NPL program to analyze the sentiment polarity of the tweet & emoji posts
A Natural Language Processing program to analyze the sentiment of the tweets with included emojis. I analyzed the problem and came up with two methods. First is to train the sentiment of the emoji and tweets separately then averaging the value of their polarity to come up with the final sentiment. Second, train the data containing the tweet with included emojis, this method is faster to implement but will skew the sentiment of individual emoticon, as observed from the experiment.
raw data where taken from this links:
- 1.6m tweet dataset with sentiment polarity : https://www.kaggle.com/kazanova/sentiment140
- emoticon dataset : https://www.kaggle.com/thomasseleck/emoji-sentiment-data?select=Emoji_Sentiment_Data_v1.0.csv
- 3 part tweet dataset with with sentiment polarity : https://www.kaggle.com/shashank1558/preprocessed-twitter-tweets
Using the emoticon dataset I simulated, replace, and added utf-8 emoticons the data set
- I downsized the 1.6m tweet dataset to 10k.
- The name tags and links were also removed since most would not contribute to the value of the sentiment
- converted the sentiment values to 0 and 1
- The emoticon dataset although contains sentiment, the sentiment is formatted by voting value of the data acquirer.
- It also contains 3 polarity (positive, neutral, negative)
- to set the sentiment of the emoticon, we compare the values of the positive and negative, which ever is higher is set as the sentiment polarity
- we normalize the value to 0 and 1
- the formatting of the dataset is listing by column and contains 3 file, positive, negative, and neutral tweet list
- We create a new data frame and list the dataset by row and the sentiment polarity depends on what file the tweets were taken from
- The tweets contains tags and link which need to be removed
- Since the raw data is already a cleaned tweet the emotiocn were transformed into plain words or words with synmbol
- ASCII emoticons and word emoticons were converted to utf-8 emoticons
- emoticons were also randomly added by sentiment to balance the data
I experimented with two methods that I think would be suitable for this task.

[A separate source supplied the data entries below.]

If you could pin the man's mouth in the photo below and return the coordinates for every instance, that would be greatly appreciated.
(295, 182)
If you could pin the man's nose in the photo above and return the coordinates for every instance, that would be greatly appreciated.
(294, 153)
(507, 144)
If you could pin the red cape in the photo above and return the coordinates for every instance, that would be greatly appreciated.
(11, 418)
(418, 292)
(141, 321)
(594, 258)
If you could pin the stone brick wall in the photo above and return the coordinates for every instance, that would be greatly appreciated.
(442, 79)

- This method extracts and separates the emoticon and texts from the input tweet.
- The emoticon dataset already contains sentiment polarity which we will use to analyze the extracted emoticons
- We train the our processed tweet dataset using Naive Bayes to to set our sentiments
- We use our trained model to predict the extracted text from our input tweet
- To get the final sentiment polarity, We average the sentiment value of the extracted emoticon and tweets
- This method trains our processed dataset as is, where it contain both the emoticons and text
- The tweets contains there respective sentiments which will be used to train our model
- We predict our input tweet & emoji using our model
- This method will also set the sentiment of each emoticon, and depending on the dataset might skew the reals entiment of the emoticon.